Wie viele Fashion Weeks, die ursprünglich für den Sommer geplant waren, Pariser Haute-Couture-Shows im Herbst 2020 wurden abgesagt (zumindest in ihrem traditionellen Format, das Hunderte von Kunden, Redakteuren, Influencern und andere Branchenfachleute für Laufstegshows und Präsentationen alle zwei Jahre) im März aufgrund von Bedenken wegen das Covid-19 Pandemie. Bis Mai hatte die Fédération de la Haute Couture et de la Mode eine Alternative gefunden: Ausgewählte Häuser würden noch Anfang Juli neue Kollektionen vorstellen – nur online.

Abgesehen davon, dass Designer digitale, sozial distanzierte Wege fanden, um das Neueste in der Haute Couture zu teilen, sahen sich Designer auch mit den einzigartige Herausforderung, eine Modekollektion auf höchstem Niveau zusammenzustellen, zumindest teilweise aus Quarantäne. Wir haben mit den Kreativdirektoren von zwei Häusern über den Zeitplan für den Herbst 2020 gesprochen — Iris van Herpen und Tamara Ralph, von Ralph & Russo

 – über den Prozess der Arbeit ab dem Lockdown, was sie über Design gelehrt hat und wie sie alternative Enthüllungen vorgehen.

Iris van Herpen

„Normalerweise arbeiten wir sechs Monate am Stück an der neuen Kollektion. Gleich nach der Show in Paris starten wir mit Materialexperimenten für die neue Kollektion. Die neuen Material- und Technikentwicklungen brauchen lange, vor allem die Feinabstimmung und Perfektionierung. Auch die kollaborative Seite – die Zusammenarbeit mit Künstlern, Wissenschaftlern und Instituten außerhalb unseres Ateliers ist sehr zeitaufwändig.

„Wir sind ein Haute-Couture-Atelier und ein Slow-Fashion-Unternehmen, und die Pandemie hat unseren gewohnten Rhythmus stark beeinflusst. Da der Globus in den letzten Monaten gesperrt war (und das Atelier seit März) und die Couture-Woche abgesagt wurde, verschieben wir die neue Kollektion. Viele unserer Mitarbeiter sind noch immer im Lockdown, was den kreativen Prozess erschwert und verlangsamt.

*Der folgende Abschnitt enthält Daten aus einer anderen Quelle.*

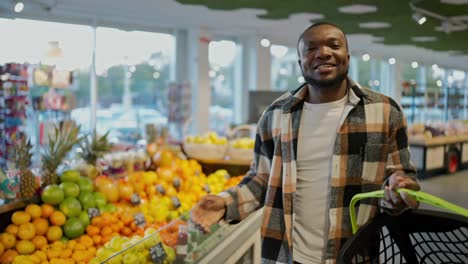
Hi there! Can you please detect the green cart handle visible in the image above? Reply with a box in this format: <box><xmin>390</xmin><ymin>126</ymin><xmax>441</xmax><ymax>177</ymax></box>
<box><xmin>349</xmin><ymin>188</ymin><xmax>468</xmax><ymax>234</ymax></box>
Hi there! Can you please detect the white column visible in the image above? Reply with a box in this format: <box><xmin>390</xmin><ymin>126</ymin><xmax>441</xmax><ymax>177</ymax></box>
<box><xmin>171</xmin><ymin>29</ymin><xmax>188</xmax><ymax>82</ymax></box>
<box><xmin>89</xmin><ymin>21</ymin><xmax>98</xmax><ymax>131</ymax></box>
<box><xmin>239</xmin><ymin>34</ymin><xmax>258</xmax><ymax>123</ymax></box>
<box><xmin>255</xmin><ymin>37</ymin><xmax>271</xmax><ymax>91</ymax></box>
<box><xmin>390</xmin><ymin>61</ymin><xmax>403</xmax><ymax>103</ymax></box>
<box><xmin>188</xmin><ymin>29</ymin><xmax>211</xmax><ymax>134</ymax></box>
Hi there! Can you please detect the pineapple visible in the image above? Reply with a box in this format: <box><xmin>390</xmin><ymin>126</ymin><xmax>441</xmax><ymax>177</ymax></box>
<box><xmin>80</xmin><ymin>130</ymin><xmax>112</xmax><ymax>166</ymax></box>
<box><xmin>13</xmin><ymin>137</ymin><xmax>36</xmax><ymax>199</ymax></box>
<box><xmin>42</xmin><ymin>125</ymin><xmax>82</xmax><ymax>187</ymax></box>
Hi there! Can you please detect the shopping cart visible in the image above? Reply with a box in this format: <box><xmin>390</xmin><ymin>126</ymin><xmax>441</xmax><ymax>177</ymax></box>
<box><xmin>337</xmin><ymin>189</ymin><xmax>468</xmax><ymax>264</ymax></box>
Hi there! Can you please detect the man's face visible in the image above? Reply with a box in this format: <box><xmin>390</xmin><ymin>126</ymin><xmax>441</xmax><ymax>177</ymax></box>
<box><xmin>298</xmin><ymin>25</ymin><xmax>349</xmax><ymax>88</ymax></box>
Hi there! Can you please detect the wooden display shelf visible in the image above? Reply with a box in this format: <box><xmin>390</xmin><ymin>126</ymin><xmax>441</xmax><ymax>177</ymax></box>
<box><xmin>408</xmin><ymin>135</ymin><xmax>468</xmax><ymax>147</ymax></box>
<box><xmin>197</xmin><ymin>159</ymin><xmax>251</xmax><ymax>176</ymax></box>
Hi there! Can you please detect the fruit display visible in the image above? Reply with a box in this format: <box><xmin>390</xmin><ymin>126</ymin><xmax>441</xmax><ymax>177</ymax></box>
<box><xmin>0</xmin><ymin>140</ymin><xmax>242</xmax><ymax>263</ymax></box>
<box><xmin>226</xmin><ymin>137</ymin><xmax>255</xmax><ymax>161</ymax></box>
<box><xmin>42</xmin><ymin>126</ymin><xmax>82</xmax><ymax>187</ymax></box>
<box><xmin>13</xmin><ymin>137</ymin><xmax>38</xmax><ymax>199</ymax></box>
<box><xmin>184</xmin><ymin>132</ymin><xmax>228</xmax><ymax>160</ymax></box>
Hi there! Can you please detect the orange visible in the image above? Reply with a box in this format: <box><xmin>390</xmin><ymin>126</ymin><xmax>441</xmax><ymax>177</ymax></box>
<box><xmin>49</xmin><ymin>211</ymin><xmax>67</xmax><ymax>226</ymax></box>
<box><xmin>46</xmin><ymin>226</ymin><xmax>63</xmax><ymax>242</ymax></box>
<box><xmin>120</xmin><ymin>227</ymin><xmax>132</xmax><ymax>236</ymax></box>
<box><xmin>75</xmin><ymin>243</ymin><xmax>86</xmax><ymax>251</ymax></box>
<box><xmin>25</xmin><ymin>204</ymin><xmax>42</xmax><ymax>219</ymax></box>
<box><xmin>41</xmin><ymin>204</ymin><xmax>55</xmax><ymax>218</ymax></box>
<box><xmin>11</xmin><ymin>211</ymin><xmax>31</xmax><ymax>225</ymax></box>
<box><xmin>79</xmin><ymin>235</ymin><xmax>94</xmax><ymax>248</ymax></box>
<box><xmin>33</xmin><ymin>218</ymin><xmax>49</xmax><ymax>236</ymax></box>
<box><xmin>18</xmin><ymin>223</ymin><xmax>36</xmax><ymax>240</ymax></box>
<box><xmin>72</xmin><ymin>250</ymin><xmax>86</xmax><ymax>262</ymax></box>
<box><xmin>0</xmin><ymin>249</ymin><xmax>18</xmax><ymax>263</ymax></box>
<box><xmin>67</xmin><ymin>240</ymin><xmax>78</xmax><ymax>250</ymax></box>
<box><xmin>93</xmin><ymin>235</ymin><xmax>102</xmax><ymax>246</ymax></box>
<box><xmin>34</xmin><ymin>250</ymin><xmax>47</xmax><ymax>261</ymax></box>
<box><xmin>91</xmin><ymin>216</ymin><xmax>102</xmax><ymax>227</ymax></box>
<box><xmin>16</xmin><ymin>240</ymin><xmax>36</xmax><ymax>255</ymax></box>
<box><xmin>60</xmin><ymin>248</ymin><xmax>73</xmax><ymax>259</ymax></box>
<box><xmin>101</xmin><ymin>226</ymin><xmax>112</xmax><ymax>236</ymax></box>
<box><xmin>86</xmin><ymin>225</ymin><xmax>100</xmax><ymax>236</ymax></box>
<box><xmin>5</xmin><ymin>224</ymin><xmax>19</xmax><ymax>236</ymax></box>
<box><xmin>0</xmin><ymin>233</ymin><xmax>16</xmax><ymax>249</ymax></box>
<box><xmin>31</xmin><ymin>236</ymin><xmax>48</xmax><ymax>249</ymax></box>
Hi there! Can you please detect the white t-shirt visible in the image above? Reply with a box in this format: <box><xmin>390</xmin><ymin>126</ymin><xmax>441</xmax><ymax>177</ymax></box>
<box><xmin>292</xmin><ymin>96</ymin><xmax>347</xmax><ymax>263</ymax></box>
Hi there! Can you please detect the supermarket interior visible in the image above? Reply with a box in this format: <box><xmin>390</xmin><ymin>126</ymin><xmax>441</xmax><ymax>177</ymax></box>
<box><xmin>0</xmin><ymin>0</ymin><xmax>468</xmax><ymax>264</ymax></box>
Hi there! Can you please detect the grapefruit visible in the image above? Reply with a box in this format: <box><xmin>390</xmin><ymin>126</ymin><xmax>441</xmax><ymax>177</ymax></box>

„Das gesamte Atelierteam arbeitet normalerweise in Amsterdam zusammen. Die Handarbeit, die Maschinenarbeit, die Zusammenarbeit, mein Designprozess, meine Drapierung – alles wird von dort aus erledigt. Für jede Kollektion arbeiten wir mit Künstlern, Architekten, Wissenschaftlern außerhalb des Ateliers und aus anderen Ländern zusammen. Für die Voltage-Kollektion im Jahr 2013 habe ich mit Philip Beesley zusammengearbeitet, der ein Meister darin ist, Traditionelles zu kombinieren Handwerks- und Materialkenntnisse in Werkstofftechnik und neue Technologien ein und ist zu einem langjährigen Mitarbeiter; und mit Neri Oxman, einer Professorin am MIT Media Lab, die dafür bekannt ist, Biologie, Computer und Materialtechnik zu kombinieren. Diese Sammlung zeigt, wie mächtig es sein kann, wenn Schöpfer verschiedener Disziplinen zusammenarbeiten.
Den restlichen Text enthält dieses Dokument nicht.